Кто из студентов не опаздывал на занятия? Покажите мне этого ботаника, дайте посмотреть в его светлые очи зубрилы и сухаря! Подумаешь, проспал, с кем не бывает, значит, вчерашний вечер удался. Списать все на пробки – и нет проблем! Тем более что треть студенческой группы опаздывает каждый день или через день, а есть и такие смельчаки, которые появляются в университете как красно солнышко поздней осенью. А ты опаздываешь только – раз …в месяц, ну, если честно, в неделю. Что в этом криминального? Каждый студент знает, что опоздать на первую половину первой пары - это ничто, все равно, что прийти за час до лекции, не явиться к началу второй половины – особый шик. Но Женька в тот день опоздала на вторую половину второй пары…
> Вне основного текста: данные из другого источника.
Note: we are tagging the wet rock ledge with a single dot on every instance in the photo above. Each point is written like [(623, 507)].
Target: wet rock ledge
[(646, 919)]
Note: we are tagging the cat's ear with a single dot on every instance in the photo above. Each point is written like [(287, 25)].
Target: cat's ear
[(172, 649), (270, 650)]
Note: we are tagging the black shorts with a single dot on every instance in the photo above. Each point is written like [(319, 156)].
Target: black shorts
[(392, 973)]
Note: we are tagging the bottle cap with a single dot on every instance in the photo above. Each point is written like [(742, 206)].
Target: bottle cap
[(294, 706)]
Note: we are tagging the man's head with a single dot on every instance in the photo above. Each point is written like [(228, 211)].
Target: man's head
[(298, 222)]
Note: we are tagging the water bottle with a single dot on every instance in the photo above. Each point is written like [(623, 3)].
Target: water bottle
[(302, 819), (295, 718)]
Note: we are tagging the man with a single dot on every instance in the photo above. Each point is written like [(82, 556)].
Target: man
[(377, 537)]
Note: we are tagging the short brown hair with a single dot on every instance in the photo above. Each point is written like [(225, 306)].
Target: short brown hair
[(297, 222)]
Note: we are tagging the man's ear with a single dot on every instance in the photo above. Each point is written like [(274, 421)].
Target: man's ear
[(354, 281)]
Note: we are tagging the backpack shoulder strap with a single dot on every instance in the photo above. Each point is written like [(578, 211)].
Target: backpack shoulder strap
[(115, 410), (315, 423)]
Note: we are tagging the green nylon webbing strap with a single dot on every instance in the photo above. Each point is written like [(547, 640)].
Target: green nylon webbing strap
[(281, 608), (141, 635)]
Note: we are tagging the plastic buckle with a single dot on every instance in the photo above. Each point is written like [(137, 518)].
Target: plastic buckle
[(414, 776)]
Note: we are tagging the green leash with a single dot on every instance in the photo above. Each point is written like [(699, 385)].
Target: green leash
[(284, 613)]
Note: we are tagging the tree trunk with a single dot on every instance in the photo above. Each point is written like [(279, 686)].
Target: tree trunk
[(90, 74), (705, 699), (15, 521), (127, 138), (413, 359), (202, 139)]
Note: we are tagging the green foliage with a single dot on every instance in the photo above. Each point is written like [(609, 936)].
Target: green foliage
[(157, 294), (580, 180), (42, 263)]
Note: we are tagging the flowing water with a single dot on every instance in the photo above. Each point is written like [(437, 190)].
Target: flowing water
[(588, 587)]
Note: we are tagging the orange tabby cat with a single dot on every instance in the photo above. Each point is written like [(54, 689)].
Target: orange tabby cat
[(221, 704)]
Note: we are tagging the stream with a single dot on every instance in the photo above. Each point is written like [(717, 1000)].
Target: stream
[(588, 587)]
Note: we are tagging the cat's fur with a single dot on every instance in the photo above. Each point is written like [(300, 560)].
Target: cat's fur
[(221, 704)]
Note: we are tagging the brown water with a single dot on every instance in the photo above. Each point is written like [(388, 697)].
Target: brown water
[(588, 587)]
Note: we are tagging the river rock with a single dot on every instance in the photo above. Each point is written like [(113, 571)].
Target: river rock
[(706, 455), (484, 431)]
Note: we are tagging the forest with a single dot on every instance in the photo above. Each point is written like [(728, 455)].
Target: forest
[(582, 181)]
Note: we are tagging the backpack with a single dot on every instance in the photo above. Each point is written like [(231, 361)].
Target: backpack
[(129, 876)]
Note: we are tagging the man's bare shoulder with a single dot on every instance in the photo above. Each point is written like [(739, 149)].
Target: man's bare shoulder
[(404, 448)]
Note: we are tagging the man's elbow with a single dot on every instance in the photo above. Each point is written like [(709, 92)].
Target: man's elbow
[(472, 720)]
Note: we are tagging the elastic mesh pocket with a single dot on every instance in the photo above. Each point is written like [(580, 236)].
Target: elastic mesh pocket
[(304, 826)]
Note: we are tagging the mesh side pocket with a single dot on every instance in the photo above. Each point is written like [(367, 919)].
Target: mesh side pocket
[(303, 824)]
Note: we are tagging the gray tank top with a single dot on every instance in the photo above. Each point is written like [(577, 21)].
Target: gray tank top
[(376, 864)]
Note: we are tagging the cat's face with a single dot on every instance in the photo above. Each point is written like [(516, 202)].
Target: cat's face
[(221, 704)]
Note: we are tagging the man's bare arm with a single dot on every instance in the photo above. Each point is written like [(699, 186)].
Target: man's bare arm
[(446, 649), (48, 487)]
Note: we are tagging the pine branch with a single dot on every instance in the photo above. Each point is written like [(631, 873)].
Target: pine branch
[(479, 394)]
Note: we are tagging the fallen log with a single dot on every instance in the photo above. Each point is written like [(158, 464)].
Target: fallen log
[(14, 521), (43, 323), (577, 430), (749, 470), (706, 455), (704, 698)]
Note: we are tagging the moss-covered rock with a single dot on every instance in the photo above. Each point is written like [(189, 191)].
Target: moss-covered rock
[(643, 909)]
А студенты 212-й группы в это утро были заняты делом страшной государственной важности. Суд над Гаем Юлием Цезарем был в самом разгаре. Сообщество римских граждан только что прослушало пылкую речь сенатора Брута (в миру - Парамонова) под названием «Убийство во благо Рима!» И что еще оставалось Бруту? Недавно убиенный, но вновь живой Юлий (он же – Нечаев) скептически пожал плечами, мол, что тут ответишь? Затем порывисто вскочив с позорной скамьи обвиняемого и приняв гордый, оскорбленный вид, наигранно-театральным тоном воскликнул:

- О, времена! О, нравы! Вот кто должен быть на месте обвиняемого! Убийце даете вы трибуну! О, толпа, жалкая толпа! Как коротка ваша память! Как вы не благодарны! О, Рим, Рим, как быстро ты забыл о милосердии Цезаря!

- О да, как же мы забыли о милосердии Цезаря? – это вновь вступил в разговор Брут – Парамонов. – Обещаешь мне ноги перебить, прежде чем прикажешь распять?

 Клеопатра, царица Египта (она же Зинаида Седова, страшно польщенная своим новым именем), восседавшая в качестве свидетельницы в непосредственной близости от членов судейской коллегии, между тем кокетливо улыбалась бывшему диктатору Рима. Суд проявлял нетерпение, а, вернее, полную нерешительность. Кому дать слово на этот раз, а то как бы Брут и Цезарь, то бишь Парамонов с Нечаевым, не бросились реально другу другу морды бить. Нечаев, воодушевленный взглядами и улыбками Клеопатры, уже принял борцовскую позу и, изобразив глубокое раздумье, наконец, произнес: «Жребий брошен!»

Серафима Аркадьевна, преподаватель истории древнего мира, женщина солидная и аристократичная, недовольно заметила: «Ну, что за театральщина, Нечаев?! Ближе к делу, ближе к истории!».

- Извините, Сера…, мадам, но я не Нечаев, - обиделся Нечаев. – И все по делу, все по тексту…
«Что за детский сад?! Не второй курс, а лицейский класс какой-то!» - п недовольно отметила про себя Серафима Аркадьевна и принялась жестами торопить суд….. И в этот момент входная дверь пропустила в студенческую аудиторию опоздавшую Светлову.

 Брови Серафимы Аркадьевны изогнулись изящной дугой, а на лице отразилось удивление. Старосте в день семинара опаздывать непозволительно! – прокричали ее глаза.
«Я знаю… Я виновата…» - Женька от стыда была готова провалиться вниз, на третий этаж.

- …Верю, у тебя была уважительная причина, - наконец, тихо произнесла Серафима Аркадьевна, словно боясь испугать членов суда, которые подобно Пентиуму 2000 года выпуска продолжали висеть уже минут пять, не зная, кому - обвиняемому или свидетелям - поверить.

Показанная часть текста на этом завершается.